I’m not sure how my 7th grade novelist thought they lit that cave. Torches maybe? Candles? Or some sunlight falling through openings in the ceiling?
Anyway there was a giant half pipe and Brian and his Crew used to skate there. Tony had gone down inside and confronted Kevin, a friend with a bad drug habit who had betrayed the Crew. Kevin stabbed him.
Brian found Tony, bleeding, tried to patch him up, realized he couldn’t get him out, and finally held him, weeping, while he died.
I wrote that scene a dozen times. Best friends in their final moments together. Betrayal. Violence. Devastation. Loss.
What did my seventh-grade novelist self know about such things? Only what she’d read, seen in movies, and imagined.
Imagined.
For the duration of the year we lived in Aptos, California, I imagined what it would be like to have a group of really cool skateboarder friends. Brian would lead them of course, with Tony as his best mate, Jason and Joel as identical twins, and Kevin, the Judas among them.
All those days in the window seat of the house in Aptos, scribbling in pencil into spiral notebooks imagining the day I’d be a novelist. My name on the cover of a book. My characters walking around in people’s heads. Thirteen-year-old me building the foundation of my ambition. A dream.
And this year, it’s been realized.
I have a book. It’s not Tony bleeding in a skate ramp cave, but it is Tony bleeding, dying, and Brian’s loss. His regret. His shame.
It’s a hard book to read, I’m told, because it’s so sad. And yet I don’t feel sad by it. I’m glad to have released it. Freed it. Freed them all to breathe among the readers like feathery seeds of dandelions adrift on the breeze.

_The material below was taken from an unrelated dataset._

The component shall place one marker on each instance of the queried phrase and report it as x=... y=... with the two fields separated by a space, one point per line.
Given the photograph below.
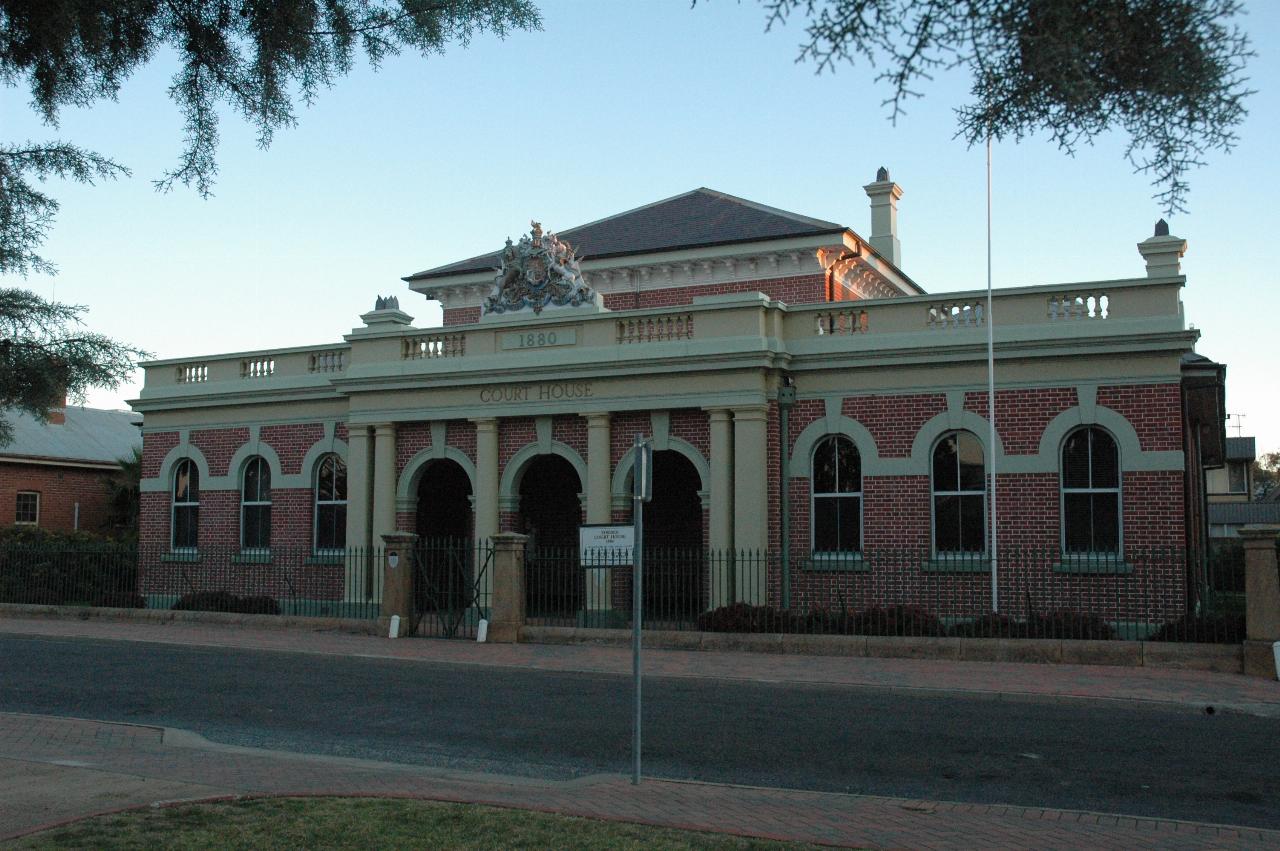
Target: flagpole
x=991 y=399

In freeing them, I also feel free. And nervous (will they like it?). And proud (look what I made!). And relieved. This thing I’ve been working at, this thing I thought one day I’d do, I did it.
Here’s the link to the book’s site. And where you can buy it on Amazon. And the Launch Day event on Facebook. There will be giveaways and behind-the-scenes and merriment and Q&As and suchness. Find me on Instagram for videos. Check out the trailer here.
More than anything, though, even if you never buy my book, find that dream you had that time and figure out how to make it happen. Because there’s a fulfillment beyond comparison in doing so.